Cynthia is the name of the text-to-speech system that I am
writing in Prolog. You can read about Cynthia
in the news.
There are two major parts to a text-to-speech project. One is the sound production. The other is the phonological engine. An example of something that the phonological engine does is it changes the pronunciation of certain sounds in different environments. For instance, the initial vowel sound in the word you sounds different in isolation that it does in the phrase did you. I have been focusing on the phonological part of Cynthia, but I will say a little about what I am doing for sound production.
I am using a database of prerecorded diphone waveforms; it is available through the MBROLA project. This database does not support allophones of phonemes. Instead it has every possible combination of two consecutive phonemes that can occur in English. A diphone is the concatenation of the second half of the first phoneme and the first half of the second phoneme.

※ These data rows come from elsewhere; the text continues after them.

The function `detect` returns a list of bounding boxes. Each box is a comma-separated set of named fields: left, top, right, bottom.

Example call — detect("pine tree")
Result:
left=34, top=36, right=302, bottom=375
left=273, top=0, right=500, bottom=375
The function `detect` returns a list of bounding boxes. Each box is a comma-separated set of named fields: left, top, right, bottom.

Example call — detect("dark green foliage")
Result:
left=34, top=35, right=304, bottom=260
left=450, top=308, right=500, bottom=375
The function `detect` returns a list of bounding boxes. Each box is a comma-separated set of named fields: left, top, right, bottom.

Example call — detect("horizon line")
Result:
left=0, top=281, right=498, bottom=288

Since the database does not contain allophones, it is missing the tap (flap) which is an allophone of /t/. It also does not have a glottal stop.
The MBROLA program reads a file that is generated by Cynthia; this tells MBROLA how to get the diphones from the database. The entries in the database are just waveforms. They have no length or pitch information. Each phoneme in the phonetic transcription of a text is written to the input file along with a string of numbers for each phoneme. The MBROLA programs decides which diphone should be retrieved and applies the length and pitch information.
I am getting the raw phonetic transcriptions from the CMU pronouncing dictionary. If a word is not contained in the dictionary, Cynthia sounds it out using pronunciation rules much like a child uses when learning to read. It mos When Cynthia gets a word from the input stream, she looks it up in the dictionary to get the raw transciption. The CMU dictionary does not divide the words into syllables, but it does have primary and secondary stress marks. Cynthia takes the transcription for a given word and divides it into syllables. Then the phonological rules are applied resulting in a more natural transcription.